Si è assistito all’ennesima contrapposizione Nord/Sud del Mondo come avvenuto ad
ogni COP, dalla COP 3 (Kyoto 1997) ai giorni nostri. Questo riguarda il punto
delle misure di adattamento e di mitigazione, le quali in teoria vanno di pari
passo, ma in pratica non è assolutamente cosí. Le misure di adattamento sono
quelle che ci permettono si sopravvivere nell’attesa che le misure di
mitigazione facciano il loro effetto. Ora, chi ha un disperato e urgente
bisogno delle misure di adattamento sono i Paesi poveri. E li abbiamo mandati
via da Glasgow con un pugno di mosche. Ció riguarda il grosso capitolo della
Cooperazione allo sviluppo del quale le iniziative sull’ambiente per i paesi
poveri fanno parte. Sarebbe certamente interessante per Circolar-mente
dedicare, in futuro, un incontro specialmente dedicato a questo tema.
4)
In
ogni caso, come ben si sa, si tratta soltanto di promesse. Il Carbon Brief (2) dice: “Oggi, pochi di questi impegni sulle emissioni zero sono
codificati in legge, sono promesse di azione a lungo termine piuttosto che
impegni vincolanti”; e l’UNEP (3) a sua volta: “ Non vi è alcuna garanzia che i paesi rispettino i loro
impegni e c’è il serio rischio che i paesi del G20 non raggiungeranno i loro
step intermedi nel 2030”. Già,
ecco riscoperta l’acqua calda.
5)
Alok
Sharma, presidente britannico della COP26, ha dichiarato: "Ora possiamo dire con credibilità che abbiamo mantenuto
in vita 1,5 gradi. Ma il suo polso è debole e sopravviverà solo se manterremo
le nostre promesse e tradurremo gli impegni in azioni rapide.

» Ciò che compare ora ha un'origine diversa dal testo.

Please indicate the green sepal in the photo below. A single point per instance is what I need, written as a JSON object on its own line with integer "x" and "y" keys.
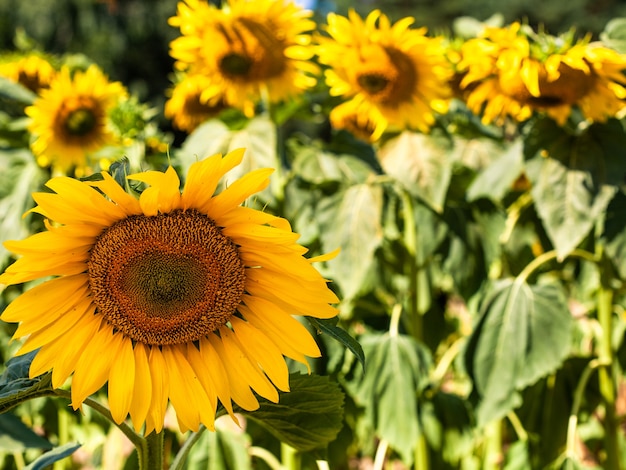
{"x": 307, "y": 418}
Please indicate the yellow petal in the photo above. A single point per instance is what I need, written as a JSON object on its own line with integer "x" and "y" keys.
{"x": 160, "y": 390}
{"x": 92, "y": 369}
{"x": 142, "y": 390}
{"x": 239, "y": 387}
{"x": 121, "y": 378}
{"x": 262, "y": 351}
{"x": 241, "y": 365}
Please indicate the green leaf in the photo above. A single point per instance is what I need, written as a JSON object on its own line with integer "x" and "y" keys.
{"x": 15, "y": 385}
{"x": 306, "y": 418}
{"x": 524, "y": 333}
{"x": 419, "y": 162}
{"x": 329, "y": 327}
{"x": 497, "y": 178}
{"x": 224, "y": 449}
{"x": 614, "y": 234}
{"x": 574, "y": 178}
{"x": 351, "y": 220}
{"x": 397, "y": 371}
{"x": 52, "y": 456}
{"x": 15, "y": 436}
{"x": 15, "y": 92}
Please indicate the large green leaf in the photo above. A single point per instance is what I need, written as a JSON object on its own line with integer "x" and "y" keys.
{"x": 329, "y": 327}
{"x": 574, "y": 177}
{"x": 306, "y": 418}
{"x": 351, "y": 220}
{"x": 421, "y": 163}
{"x": 524, "y": 333}
{"x": 15, "y": 436}
{"x": 54, "y": 455}
{"x": 614, "y": 234}
{"x": 497, "y": 178}
{"x": 15, "y": 385}
{"x": 397, "y": 371}
{"x": 224, "y": 449}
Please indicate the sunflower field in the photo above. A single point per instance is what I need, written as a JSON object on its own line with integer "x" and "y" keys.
{"x": 290, "y": 235}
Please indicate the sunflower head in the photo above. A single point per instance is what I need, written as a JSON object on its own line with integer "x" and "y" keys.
{"x": 395, "y": 74}
{"x": 514, "y": 72}
{"x": 69, "y": 121}
{"x": 249, "y": 50}
{"x": 170, "y": 297}
{"x": 184, "y": 106}
{"x": 32, "y": 71}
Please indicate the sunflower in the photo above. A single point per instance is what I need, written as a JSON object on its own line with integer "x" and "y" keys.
{"x": 395, "y": 75}
{"x": 513, "y": 72}
{"x": 31, "y": 71}
{"x": 184, "y": 298}
{"x": 69, "y": 119}
{"x": 249, "y": 50}
{"x": 184, "y": 107}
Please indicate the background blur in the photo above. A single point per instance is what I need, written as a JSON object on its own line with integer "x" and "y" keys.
{"x": 129, "y": 38}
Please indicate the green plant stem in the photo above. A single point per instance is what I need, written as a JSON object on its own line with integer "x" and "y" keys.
{"x": 179, "y": 460}
{"x": 154, "y": 455}
{"x": 493, "y": 446}
{"x": 570, "y": 449}
{"x": 138, "y": 441}
{"x": 291, "y": 458}
{"x": 606, "y": 372}
{"x": 381, "y": 455}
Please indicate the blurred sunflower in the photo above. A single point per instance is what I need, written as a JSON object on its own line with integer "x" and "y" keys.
{"x": 346, "y": 116}
{"x": 69, "y": 119}
{"x": 513, "y": 72}
{"x": 31, "y": 71}
{"x": 185, "y": 108}
{"x": 181, "y": 297}
{"x": 249, "y": 50}
{"x": 395, "y": 75}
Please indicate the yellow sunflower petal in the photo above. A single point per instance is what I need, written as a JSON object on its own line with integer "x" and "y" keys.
{"x": 121, "y": 378}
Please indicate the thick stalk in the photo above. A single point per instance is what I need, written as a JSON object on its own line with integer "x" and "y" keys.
{"x": 606, "y": 374}
{"x": 291, "y": 458}
{"x": 154, "y": 456}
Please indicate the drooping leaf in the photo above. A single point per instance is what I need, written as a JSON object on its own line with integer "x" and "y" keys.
{"x": 224, "y": 449}
{"x": 524, "y": 333}
{"x": 15, "y": 385}
{"x": 496, "y": 180}
{"x": 306, "y": 418}
{"x": 397, "y": 371}
{"x": 614, "y": 234}
{"x": 329, "y": 327}
{"x": 351, "y": 220}
{"x": 574, "y": 177}
{"x": 419, "y": 162}
{"x": 14, "y": 91}
{"x": 52, "y": 456}
{"x": 15, "y": 436}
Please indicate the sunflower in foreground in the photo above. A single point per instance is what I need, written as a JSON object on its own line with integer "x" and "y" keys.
{"x": 251, "y": 51}
{"x": 184, "y": 298}
{"x": 31, "y": 71}
{"x": 185, "y": 108}
{"x": 394, "y": 75}
{"x": 510, "y": 72}
{"x": 70, "y": 119}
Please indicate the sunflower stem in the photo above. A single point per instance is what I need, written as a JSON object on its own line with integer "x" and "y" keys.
{"x": 291, "y": 458}
{"x": 179, "y": 460}
{"x": 606, "y": 356}
{"x": 154, "y": 455}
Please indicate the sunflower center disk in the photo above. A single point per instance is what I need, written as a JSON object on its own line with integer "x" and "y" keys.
{"x": 166, "y": 279}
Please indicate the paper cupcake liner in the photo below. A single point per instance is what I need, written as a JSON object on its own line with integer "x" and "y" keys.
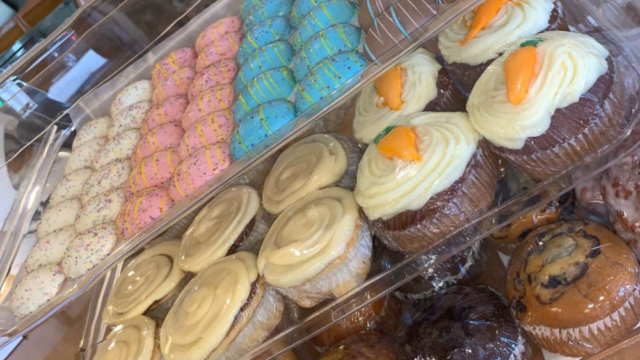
{"x": 446, "y": 212}
{"x": 589, "y": 339}
{"x": 338, "y": 278}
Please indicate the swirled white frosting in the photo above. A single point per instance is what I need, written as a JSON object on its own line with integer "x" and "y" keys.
{"x": 310, "y": 164}
{"x": 205, "y": 310}
{"x": 133, "y": 339}
{"x": 217, "y": 227}
{"x": 308, "y": 236}
{"x": 386, "y": 187}
{"x": 147, "y": 279}
{"x": 568, "y": 64}
{"x": 514, "y": 21}
{"x": 419, "y": 77}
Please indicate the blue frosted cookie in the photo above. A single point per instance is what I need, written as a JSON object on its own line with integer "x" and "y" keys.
{"x": 271, "y": 85}
{"x": 328, "y": 42}
{"x": 259, "y": 124}
{"x": 274, "y": 55}
{"x": 265, "y": 10}
{"x": 265, "y": 33}
{"x": 321, "y": 17}
{"x": 327, "y": 76}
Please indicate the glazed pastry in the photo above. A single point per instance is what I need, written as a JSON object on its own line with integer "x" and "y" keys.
{"x": 161, "y": 138}
{"x": 177, "y": 84}
{"x": 133, "y": 339}
{"x": 170, "y": 111}
{"x": 36, "y": 289}
{"x": 415, "y": 83}
{"x": 326, "y": 244}
{"x": 70, "y": 186}
{"x": 465, "y": 323}
{"x": 139, "y": 288}
{"x": 92, "y": 130}
{"x": 411, "y": 172}
{"x": 209, "y": 130}
{"x": 224, "y": 311}
{"x": 573, "y": 287}
{"x": 259, "y": 124}
{"x": 366, "y": 345}
{"x": 198, "y": 168}
{"x": 120, "y": 148}
{"x": 132, "y": 117}
{"x": 58, "y": 217}
{"x": 233, "y": 221}
{"x": 50, "y": 249}
{"x": 138, "y": 91}
{"x": 312, "y": 163}
{"x": 176, "y": 60}
{"x": 101, "y": 209}
{"x": 550, "y": 125}
{"x": 88, "y": 250}
{"x": 113, "y": 176}
{"x": 222, "y": 72}
{"x": 83, "y": 156}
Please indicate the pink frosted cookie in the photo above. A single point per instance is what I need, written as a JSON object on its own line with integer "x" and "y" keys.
{"x": 176, "y": 60}
{"x": 177, "y": 84}
{"x": 212, "y": 100}
{"x": 138, "y": 91}
{"x": 88, "y": 250}
{"x": 216, "y": 30}
{"x": 223, "y": 47}
{"x": 170, "y": 111}
{"x": 142, "y": 209}
{"x": 222, "y": 72}
{"x": 160, "y": 138}
{"x": 199, "y": 168}
{"x": 154, "y": 171}
{"x": 213, "y": 128}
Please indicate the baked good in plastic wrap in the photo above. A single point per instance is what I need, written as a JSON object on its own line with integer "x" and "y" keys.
{"x": 573, "y": 286}
{"x": 318, "y": 248}
{"x": 425, "y": 178}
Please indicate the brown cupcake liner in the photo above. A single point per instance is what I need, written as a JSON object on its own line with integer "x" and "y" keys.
{"x": 446, "y": 212}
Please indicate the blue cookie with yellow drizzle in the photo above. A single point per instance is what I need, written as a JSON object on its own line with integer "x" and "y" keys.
{"x": 259, "y": 124}
{"x": 267, "y": 9}
{"x": 271, "y": 85}
{"x": 328, "y": 42}
{"x": 265, "y": 33}
{"x": 327, "y": 76}
{"x": 274, "y": 55}
{"x": 321, "y": 17}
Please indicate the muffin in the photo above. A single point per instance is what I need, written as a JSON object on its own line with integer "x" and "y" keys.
{"x": 541, "y": 118}
{"x": 416, "y": 83}
{"x": 318, "y": 248}
{"x": 573, "y": 287}
{"x": 425, "y": 178}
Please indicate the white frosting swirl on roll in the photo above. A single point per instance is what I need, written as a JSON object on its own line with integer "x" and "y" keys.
{"x": 308, "y": 236}
{"x": 419, "y": 77}
{"x": 133, "y": 339}
{"x": 568, "y": 65}
{"x": 386, "y": 187}
{"x": 217, "y": 226}
{"x": 310, "y": 164}
{"x": 205, "y": 310}
{"x": 514, "y": 21}
{"x": 148, "y": 278}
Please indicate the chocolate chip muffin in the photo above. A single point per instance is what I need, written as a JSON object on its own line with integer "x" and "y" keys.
{"x": 573, "y": 287}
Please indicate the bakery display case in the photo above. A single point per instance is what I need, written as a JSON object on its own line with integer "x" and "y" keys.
{"x": 267, "y": 179}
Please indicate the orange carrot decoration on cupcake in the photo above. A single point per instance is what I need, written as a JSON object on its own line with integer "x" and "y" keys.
{"x": 400, "y": 142}
{"x": 482, "y": 16}
{"x": 519, "y": 70}
{"x": 389, "y": 86}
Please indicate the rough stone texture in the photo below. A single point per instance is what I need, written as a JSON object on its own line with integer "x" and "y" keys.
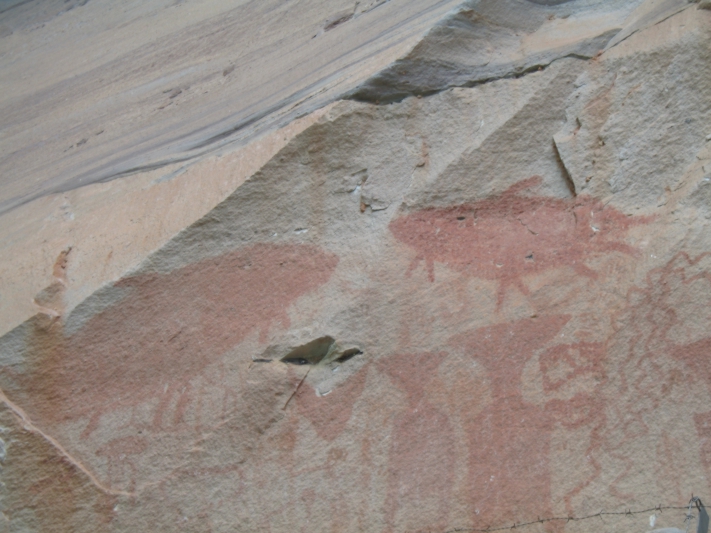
{"x": 484, "y": 306}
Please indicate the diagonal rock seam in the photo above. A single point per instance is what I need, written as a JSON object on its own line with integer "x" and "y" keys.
{"x": 566, "y": 519}
{"x": 31, "y": 427}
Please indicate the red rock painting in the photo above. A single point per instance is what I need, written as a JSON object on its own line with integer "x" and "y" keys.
{"x": 509, "y": 441}
{"x": 512, "y": 235}
{"x": 165, "y": 331}
{"x": 666, "y": 322}
{"x": 422, "y": 460}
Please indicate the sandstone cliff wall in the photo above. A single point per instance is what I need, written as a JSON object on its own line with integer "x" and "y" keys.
{"x": 472, "y": 292}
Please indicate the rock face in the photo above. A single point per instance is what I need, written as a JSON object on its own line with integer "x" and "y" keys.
{"x": 473, "y": 292}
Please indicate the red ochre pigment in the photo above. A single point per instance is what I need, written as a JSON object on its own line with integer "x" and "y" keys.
{"x": 509, "y": 236}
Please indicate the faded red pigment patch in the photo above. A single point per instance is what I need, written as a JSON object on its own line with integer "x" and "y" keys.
{"x": 170, "y": 327}
{"x": 509, "y": 236}
{"x": 329, "y": 414}
{"x": 509, "y": 441}
{"x": 422, "y": 456}
{"x": 650, "y": 335}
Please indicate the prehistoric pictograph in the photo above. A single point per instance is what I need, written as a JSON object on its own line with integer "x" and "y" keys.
{"x": 514, "y": 234}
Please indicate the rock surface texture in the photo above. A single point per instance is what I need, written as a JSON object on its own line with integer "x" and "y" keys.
{"x": 470, "y": 291}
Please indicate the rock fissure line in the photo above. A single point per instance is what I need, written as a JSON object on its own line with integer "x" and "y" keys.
{"x": 29, "y": 426}
{"x": 628, "y": 512}
{"x": 511, "y": 75}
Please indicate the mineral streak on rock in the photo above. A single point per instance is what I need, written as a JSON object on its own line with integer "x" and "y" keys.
{"x": 512, "y": 235}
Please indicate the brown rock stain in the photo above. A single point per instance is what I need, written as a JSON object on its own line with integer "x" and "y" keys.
{"x": 330, "y": 414}
{"x": 509, "y": 236}
{"x": 165, "y": 332}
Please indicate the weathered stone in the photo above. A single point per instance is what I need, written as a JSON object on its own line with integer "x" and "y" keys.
{"x": 485, "y": 304}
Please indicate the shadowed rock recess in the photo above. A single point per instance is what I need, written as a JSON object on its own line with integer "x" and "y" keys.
{"x": 468, "y": 289}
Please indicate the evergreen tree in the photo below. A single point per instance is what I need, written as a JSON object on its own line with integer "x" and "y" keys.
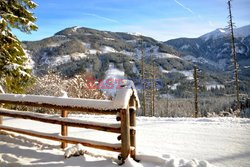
{"x": 14, "y": 69}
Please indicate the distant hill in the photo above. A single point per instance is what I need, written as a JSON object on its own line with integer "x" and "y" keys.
{"x": 105, "y": 54}
{"x": 214, "y": 50}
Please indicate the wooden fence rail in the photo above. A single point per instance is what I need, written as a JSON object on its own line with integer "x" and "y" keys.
{"x": 123, "y": 105}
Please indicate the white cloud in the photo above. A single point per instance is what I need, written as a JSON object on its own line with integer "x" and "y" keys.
{"x": 101, "y": 17}
{"x": 188, "y": 9}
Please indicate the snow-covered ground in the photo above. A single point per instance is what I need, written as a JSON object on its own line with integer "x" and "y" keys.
{"x": 220, "y": 141}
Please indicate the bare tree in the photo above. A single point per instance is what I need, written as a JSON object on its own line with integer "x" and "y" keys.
{"x": 143, "y": 83}
{"x": 196, "y": 92}
{"x": 231, "y": 27}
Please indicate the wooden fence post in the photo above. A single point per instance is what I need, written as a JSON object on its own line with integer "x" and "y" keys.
{"x": 125, "y": 133}
{"x": 1, "y": 117}
{"x": 64, "y": 129}
{"x": 132, "y": 113}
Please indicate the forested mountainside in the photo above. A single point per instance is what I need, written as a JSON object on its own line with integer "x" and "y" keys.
{"x": 103, "y": 54}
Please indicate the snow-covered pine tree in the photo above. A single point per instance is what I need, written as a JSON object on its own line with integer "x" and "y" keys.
{"x": 14, "y": 71}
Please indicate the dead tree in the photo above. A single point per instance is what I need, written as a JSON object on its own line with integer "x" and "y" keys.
{"x": 231, "y": 25}
{"x": 143, "y": 83}
{"x": 196, "y": 89}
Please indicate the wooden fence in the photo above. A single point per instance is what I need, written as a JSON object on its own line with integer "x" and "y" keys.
{"x": 123, "y": 105}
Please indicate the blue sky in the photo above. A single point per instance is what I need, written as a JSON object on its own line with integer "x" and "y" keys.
{"x": 160, "y": 19}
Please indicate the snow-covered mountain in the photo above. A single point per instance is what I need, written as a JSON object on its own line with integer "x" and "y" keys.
{"x": 79, "y": 50}
{"x": 213, "y": 50}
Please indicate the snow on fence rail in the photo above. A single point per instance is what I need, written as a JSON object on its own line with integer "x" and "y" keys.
{"x": 123, "y": 105}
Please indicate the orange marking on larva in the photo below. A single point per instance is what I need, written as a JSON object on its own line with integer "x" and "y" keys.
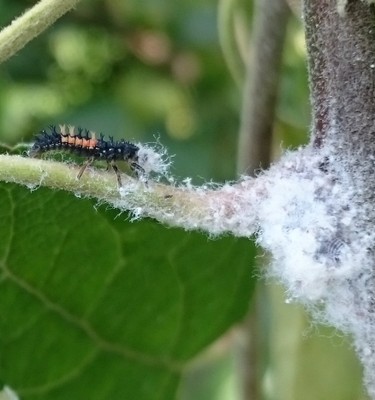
{"x": 64, "y": 139}
{"x": 71, "y": 130}
{"x": 92, "y": 143}
{"x": 86, "y": 143}
{"x": 79, "y": 141}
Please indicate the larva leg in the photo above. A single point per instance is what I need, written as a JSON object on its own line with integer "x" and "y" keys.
{"x": 115, "y": 168}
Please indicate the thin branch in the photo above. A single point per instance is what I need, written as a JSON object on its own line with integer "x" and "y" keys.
{"x": 263, "y": 70}
{"x": 31, "y": 24}
{"x": 216, "y": 211}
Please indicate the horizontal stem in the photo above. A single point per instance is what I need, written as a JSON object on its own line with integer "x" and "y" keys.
{"x": 213, "y": 210}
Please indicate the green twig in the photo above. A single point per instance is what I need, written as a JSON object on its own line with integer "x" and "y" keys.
{"x": 31, "y": 24}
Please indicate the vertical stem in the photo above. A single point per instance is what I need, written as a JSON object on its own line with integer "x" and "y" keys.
{"x": 260, "y": 92}
{"x": 254, "y": 151}
{"x": 341, "y": 55}
{"x": 29, "y": 25}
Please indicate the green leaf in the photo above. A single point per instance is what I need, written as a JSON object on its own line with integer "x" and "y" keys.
{"x": 93, "y": 306}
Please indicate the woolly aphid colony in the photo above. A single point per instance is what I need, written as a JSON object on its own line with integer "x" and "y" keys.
{"x": 304, "y": 210}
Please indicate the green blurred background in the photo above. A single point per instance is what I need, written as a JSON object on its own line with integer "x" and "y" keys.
{"x": 144, "y": 70}
{"x": 154, "y": 69}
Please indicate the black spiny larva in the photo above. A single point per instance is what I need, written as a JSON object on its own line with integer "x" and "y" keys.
{"x": 84, "y": 143}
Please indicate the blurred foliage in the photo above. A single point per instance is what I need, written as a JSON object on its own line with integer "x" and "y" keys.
{"x": 146, "y": 70}
{"x": 140, "y": 71}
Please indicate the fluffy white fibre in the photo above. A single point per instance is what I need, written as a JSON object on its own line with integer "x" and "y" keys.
{"x": 314, "y": 222}
{"x": 154, "y": 159}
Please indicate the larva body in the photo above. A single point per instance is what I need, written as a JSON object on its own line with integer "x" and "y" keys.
{"x": 84, "y": 143}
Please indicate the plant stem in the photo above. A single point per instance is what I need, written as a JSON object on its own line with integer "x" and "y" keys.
{"x": 31, "y": 24}
{"x": 260, "y": 91}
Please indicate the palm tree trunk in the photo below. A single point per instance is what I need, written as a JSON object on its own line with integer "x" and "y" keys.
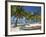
{"x": 16, "y": 22}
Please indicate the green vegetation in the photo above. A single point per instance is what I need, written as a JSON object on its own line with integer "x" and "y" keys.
{"x": 18, "y": 11}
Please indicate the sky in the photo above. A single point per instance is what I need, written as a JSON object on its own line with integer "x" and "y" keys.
{"x": 32, "y": 8}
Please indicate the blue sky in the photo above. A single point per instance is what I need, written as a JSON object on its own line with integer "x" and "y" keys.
{"x": 32, "y": 8}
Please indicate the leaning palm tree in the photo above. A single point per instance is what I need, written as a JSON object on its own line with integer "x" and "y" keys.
{"x": 19, "y": 12}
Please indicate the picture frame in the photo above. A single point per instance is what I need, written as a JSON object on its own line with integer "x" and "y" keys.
{"x": 27, "y": 6}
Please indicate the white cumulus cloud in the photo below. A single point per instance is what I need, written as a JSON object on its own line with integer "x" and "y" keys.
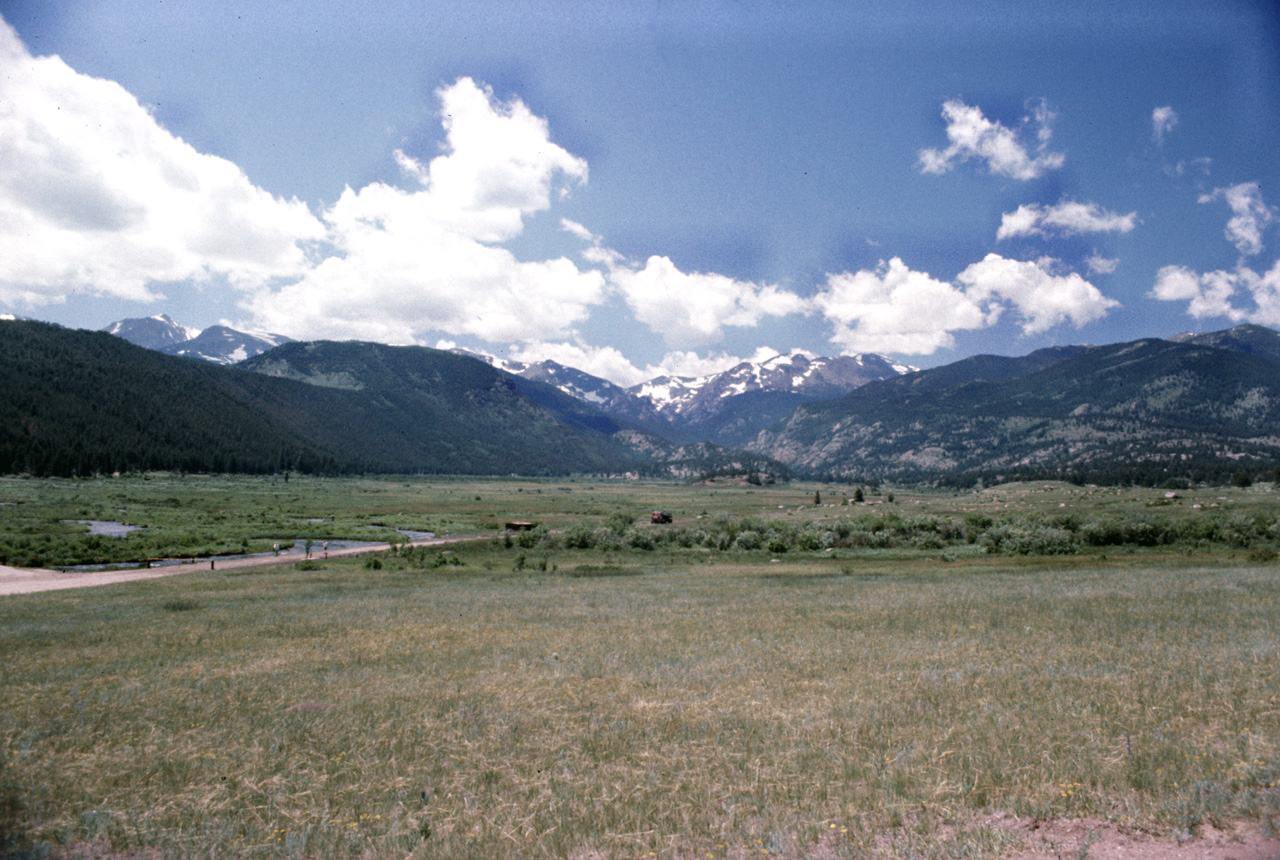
{"x": 1068, "y": 218}
{"x": 1216, "y": 293}
{"x": 1162, "y": 120}
{"x": 1251, "y": 216}
{"x": 430, "y": 259}
{"x": 96, "y": 196}
{"x": 693, "y": 309}
{"x": 973, "y": 136}
{"x": 1041, "y": 298}
{"x": 895, "y": 309}
{"x": 1101, "y": 265}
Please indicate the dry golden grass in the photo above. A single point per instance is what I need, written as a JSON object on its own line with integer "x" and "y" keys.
{"x": 728, "y": 709}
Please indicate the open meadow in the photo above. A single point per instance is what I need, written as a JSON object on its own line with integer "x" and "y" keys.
{"x": 778, "y": 673}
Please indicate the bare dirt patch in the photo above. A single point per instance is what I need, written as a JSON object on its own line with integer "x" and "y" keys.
{"x": 1097, "y": 840}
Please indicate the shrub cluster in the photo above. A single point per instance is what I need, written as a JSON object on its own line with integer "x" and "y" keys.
{"x": 1018, "y": 534}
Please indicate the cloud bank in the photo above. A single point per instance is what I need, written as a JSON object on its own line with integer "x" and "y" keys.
{"x": 1068, "y": 218}
{"x": 1251, "y": 216}
{"x": 407, "y": 262}
{"x": 95, "y": 196}
{"x": 973, "y": 136}
{"x": 895, "y": 309}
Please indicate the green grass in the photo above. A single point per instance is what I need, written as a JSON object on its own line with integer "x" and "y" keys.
{"x": 690, "y": 707}
{"x": 672, "y": 703}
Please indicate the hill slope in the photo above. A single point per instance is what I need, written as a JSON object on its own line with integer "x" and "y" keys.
{"x": 1130, "y": 411}
{"x": 80, "y": 402}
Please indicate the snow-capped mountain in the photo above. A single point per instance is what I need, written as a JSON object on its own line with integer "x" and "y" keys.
{"x": 600, "y": 393}
{"x": 224, "y": 346}
{"x": 218, "y": 343}
{"x": 152, "y": 332}
{"x": 809, "y": 378}
{"x": 730, "y": 407}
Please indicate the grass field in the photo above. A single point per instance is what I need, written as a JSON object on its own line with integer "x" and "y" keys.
{"x": 680, "y": 701}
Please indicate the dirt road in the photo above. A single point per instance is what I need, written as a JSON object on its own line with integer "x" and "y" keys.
{"x": 26, "y": 580}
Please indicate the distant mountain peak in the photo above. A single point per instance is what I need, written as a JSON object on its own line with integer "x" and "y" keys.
{"x": 218, "y": 343}
{"x": 152, "y": 332}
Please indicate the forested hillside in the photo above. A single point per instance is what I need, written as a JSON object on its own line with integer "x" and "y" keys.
{"x": 82, "y": 402}
{"x": 1142, "y": 411}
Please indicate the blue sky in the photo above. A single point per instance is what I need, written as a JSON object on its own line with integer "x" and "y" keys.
{"x": 649, "y": 187}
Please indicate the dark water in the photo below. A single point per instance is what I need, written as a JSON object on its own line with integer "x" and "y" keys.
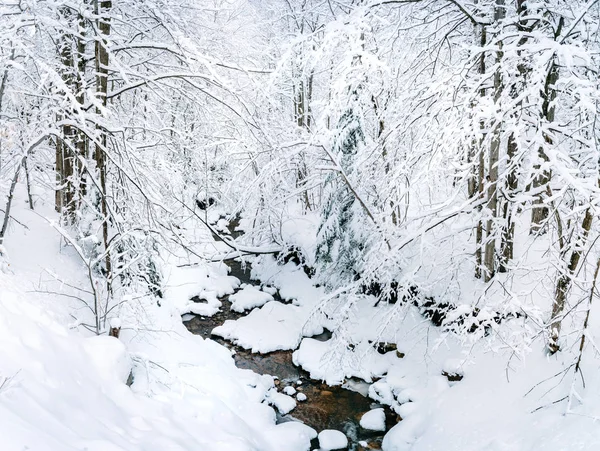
{"x": 326, "y": 407}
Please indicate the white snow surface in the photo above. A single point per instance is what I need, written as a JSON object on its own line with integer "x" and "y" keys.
{"x": 248, "y": 298}
{"x": 330, "y": 439}
{"x": 487, "y": 410}
{"x": 277, "y": 326}
{"x": 373, "y": 420}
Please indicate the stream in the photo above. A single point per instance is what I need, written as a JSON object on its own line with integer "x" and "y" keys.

Sono grato
all'UNFCCC per aver lavorato con noi per consegnare una COP26 di successo” ...... se lo dice lui, se è un successo aver “perfezionato gli accordi di Parigi” di sei
anni fa, dopo 5 COP, discusse a fare cosa?!
6)
Dunque,
firmato con “grande successo” il voluminoso documento finale zeppo di promesse,
tutti a casa e ci si vede tutti quanti l’anno prossimo a Sharm in Egitto, per
la COP 27!
7)
E
nel frattempo...? Il can can mediatico è finito, e possiamo esser certi che 24
ore dopo la fine della COP di questi temi non si troverà più traccia, né sui
giornali né in televisione.
(1) Ci fu un caso in passato in cui una COP di fatto fallí, si
tratta della COP 6 dell’Aia nel 2000, dove in seguito a disaccordi insanabili
tra USA ed UE, essa venne sospesa e aggiornata a Bonn l’anno successivo col
nome di COP 6-bis! . Mentre alla fine dello stesso anno, il 2001, venne
convocata a Marrakech la COP 7 (che di fatto era la COP 8), pensando cosí di
avere salvato la faccia.
(2) Sito di scienziati e giornalisti indipendenti, basato a Londra,
dedito all ‘analisi e alla divulgazione delle tematiche riguardanti il Clima: https://www.carbonbrief.org, la cui consultazione consiglio vivamente.
(3) L’UNEP è l’istituzione
dell’ONU denominata Programma per l’Ambiente, che ha al suo interno l’UNFCCC,
la Convenzione quadro sui cambiamenti climatici la quale organizza le COP.